Head out with new friends or with your host family to popular local restaurants to try some of the most common and well-liked dishes of the area. Ask your host family, or your friends if their locals, where their favorite spot to eat is and what they like to order for their meal. Be open to trying new foods and order many dishes with a big group to get a taste of everything! Smaller is better, as smaller solo restaurants will give you a more genuine glimpse into the life of a local in your new home. Remember to leave room for dessert!

Rinse Off

Visit the local supermarkets and pharmacies to see all the different products and read all the different names that you may not even be able to pronounce (yet!) Be honest with yourself, and know that the 43-in-one travel size you brought with you will not and should not be used the entire trip. Buy local shampoos, conditioners, and soaps from the shop with interesting ingredients and pretty packaging. You'll only be here a few months, so why not splurge on smelling nice the whole time? Often, in countries outside the US, products are made locally and in smaller batches so you'll be getting a quality product that's been created locally. There's no better way to feel like a local than to smell like one, plus you can usually put any extra in your checked luggage to use back home and reminisce on your amazing time abroad. 

Tune Out

Engage in the low-tech activities that your new home has to offer and gain some insight into what the locals like to do during their time off. Ask your family and friends what the most interesting and popular nearby attractions are, and ask for insider tips to make the most of the experience. Hiking or heading out to a well-known beach or lake are great activites to get yourself outside and into the fresh and foreign air. Even walks around your new neighborhood can be helpful in understanding the natural elements of your host country.
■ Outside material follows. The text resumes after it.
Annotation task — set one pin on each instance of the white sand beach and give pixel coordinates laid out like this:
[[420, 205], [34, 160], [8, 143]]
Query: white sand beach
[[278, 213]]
However, if the weather isn't ideal for outdoor recreation, stay inside and visit local bookshops, libraries or museums to get a quieter understanding of intelectually important espects of your country's culture. Gain a deeper understanding of a country's history first-hand, and dive into a country's literary interests head-first. Reading a book from your new country in your target language will help you immerse yourself in the culture and understand the interests of your peers! 

Eat In

After busy and likely long days out and about with your school, family or friends, enjoying a home-cooked meal is a dream and a great way to connect with your host family and to understand the eating habits in your new home. If you're interested in cooking something yourself, head to the supermarket and find whatever's fresh to try your hand at a local dish. Incoorporate elements of your home country and your new country to find a happy medium and create a dish that allows everyone to try something new. If you're hesitant about taking on such a mighty task, consider asking your host family to whip up one of their favorite meals and offering to help and learn. Often, the local's do it best and you will be able to experience a meal unlike anyother, while at the same time connecting with your host family.

Remember to keep your mind open when it comes to new things abroad- you don't have to like it, but you should try it at least one. Be honest with your feelings about behaviours, traditions and activities, but do so politely. You'll have the most fun if you take everything as it comes and try not to let yourself be too judgemental. Everything will be different! That's the fun part!